Friday, July 13, 2007

Help Wanted: Doctors and Nurses

Help Wanted: Doctors and Nurses

The federal government is projecting a shortage of one million nurses and 24,000 doctors in the U.S. by 2020, but the PwC report "What Works: Healing the Healthcare Staffing Shortage" asserts that these projections are built around a broken, dysfunctional medical workforce model. It calls for major changes in the way doctors and nurses are trained, formation of public-private partnerships to promote and redeploy physician and nursing programs and new thinking about how, where and by whom health care will be delivered in the future.

International recruitment has been filling the gaps in the U.S. medical workforce. In 2005, approximately 13 percent of all new licensed nurses in the U.S. and 25 percent of all practicing physicians were international recruits.


Most of us are grateful to have a nurse or doctor make a loved one comfortable and sometimes to even save a loved one's life. It does not matter whether or not the nurse or doctor is a trained American or international recruit.

But you have to wonder why America does not provide enough trained nurses and doctors at American schools. Why are there not enough seats for the student nurses and doctors at accredited American universities? It seems that incentives may be necessary to encourage the training of nurses and doctors across America. We all need doctors and nurses at one time or another, and some of us need them more than others.

There also seems to be disincentives for doctors and nurses to remain on the job in serving patient intensive jobs such as in those in hospitals, for example. Burnout needs to be addressed. Quality of life needs to be addressed for nurses for example such as forced overtime, and exhaustive workloads. Why do so many hospitals have high turnover of their nursing staff? Too many doctors leave their profession before traditional retirement age.

A problem not mentioned in the article is that even with health insurance, such as HMO, a patient may not have a certified specialist available within the plan. Maybe this will be solved with national healthcare reform or maybe the supply of specialists should be increased.

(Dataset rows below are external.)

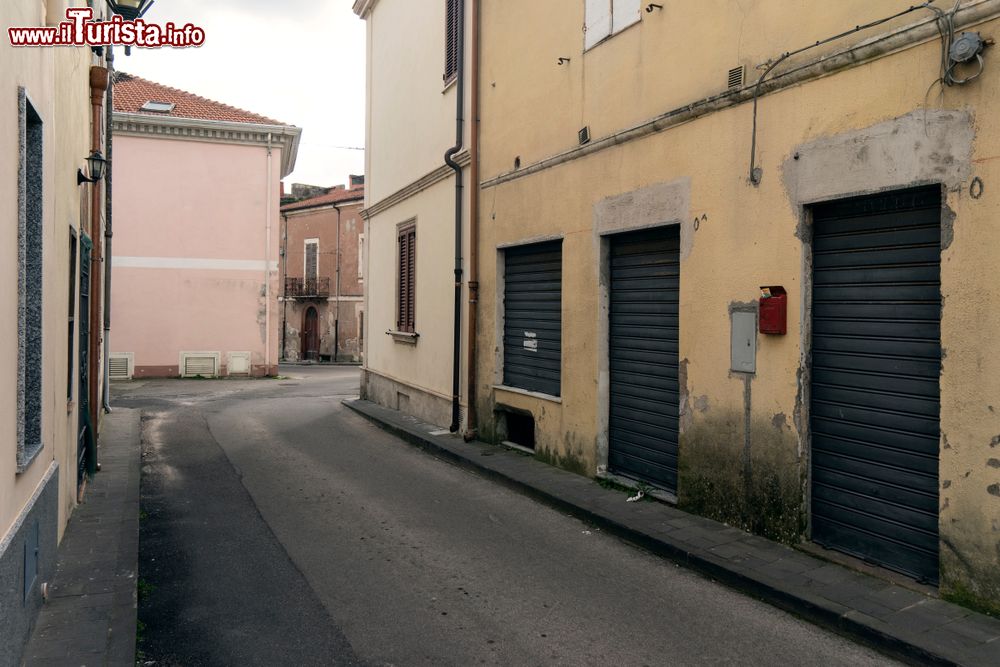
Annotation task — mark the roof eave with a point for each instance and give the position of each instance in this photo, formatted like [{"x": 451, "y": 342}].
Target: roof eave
[{"x": 224, "y": 131}]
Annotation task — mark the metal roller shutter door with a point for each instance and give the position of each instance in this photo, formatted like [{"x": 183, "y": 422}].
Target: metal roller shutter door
[
  {"x": 643, "y": 356},
  {"x": 533, "y": 317},
  {"x": 876, "y": 363}
]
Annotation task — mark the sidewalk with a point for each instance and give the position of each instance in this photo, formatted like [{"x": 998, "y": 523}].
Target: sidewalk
[
  {"x": 90, "y": 615},
  {"x": 896, "y": 620}
]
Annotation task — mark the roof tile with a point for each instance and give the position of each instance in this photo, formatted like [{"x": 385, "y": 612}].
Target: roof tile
[{"x": 132, "y": 92}]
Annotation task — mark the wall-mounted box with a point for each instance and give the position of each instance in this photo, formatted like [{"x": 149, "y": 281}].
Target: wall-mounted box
[
  {"x": 744, "y": 342},
  {"x": 773, "y": 310}
]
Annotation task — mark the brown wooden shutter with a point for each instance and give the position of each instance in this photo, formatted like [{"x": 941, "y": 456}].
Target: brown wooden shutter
[
  {"x": 451, "y": 39},
  {"x": 312, "y": 249},
  {"x": 407, "y": 279}
]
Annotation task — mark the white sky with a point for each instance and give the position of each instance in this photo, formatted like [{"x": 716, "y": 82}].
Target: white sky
[{"x": 301, "y": 62}]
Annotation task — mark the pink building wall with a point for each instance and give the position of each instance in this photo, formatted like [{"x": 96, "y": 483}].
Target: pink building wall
[{"x": 191, "y": 253}]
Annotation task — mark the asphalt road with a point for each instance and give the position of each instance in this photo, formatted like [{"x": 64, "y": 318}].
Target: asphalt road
[{"x": 279, "y": 528}]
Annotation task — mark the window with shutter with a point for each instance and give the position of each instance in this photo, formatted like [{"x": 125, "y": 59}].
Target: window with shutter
[
  {"x": 607, "y": 17},
  {"x": 407, "y": 240},
  {"x": 312, "y": 256},
  {"x": 451, "y": 39}
]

I do not know how reliable the supply for foreign trained doctors and nurses are for America. The middle and upper class are rising in the third world maybe providing future incentives for them to remain in or return to their home countries sooner or later.

American healthcare should be independent rather than dependent on foreign labor. America should fulfill its needs by training Americans in American schools in the healthcare professions, improving working conditions of the professionals on the job, and providing incentives for people to enter the profession and remain in it.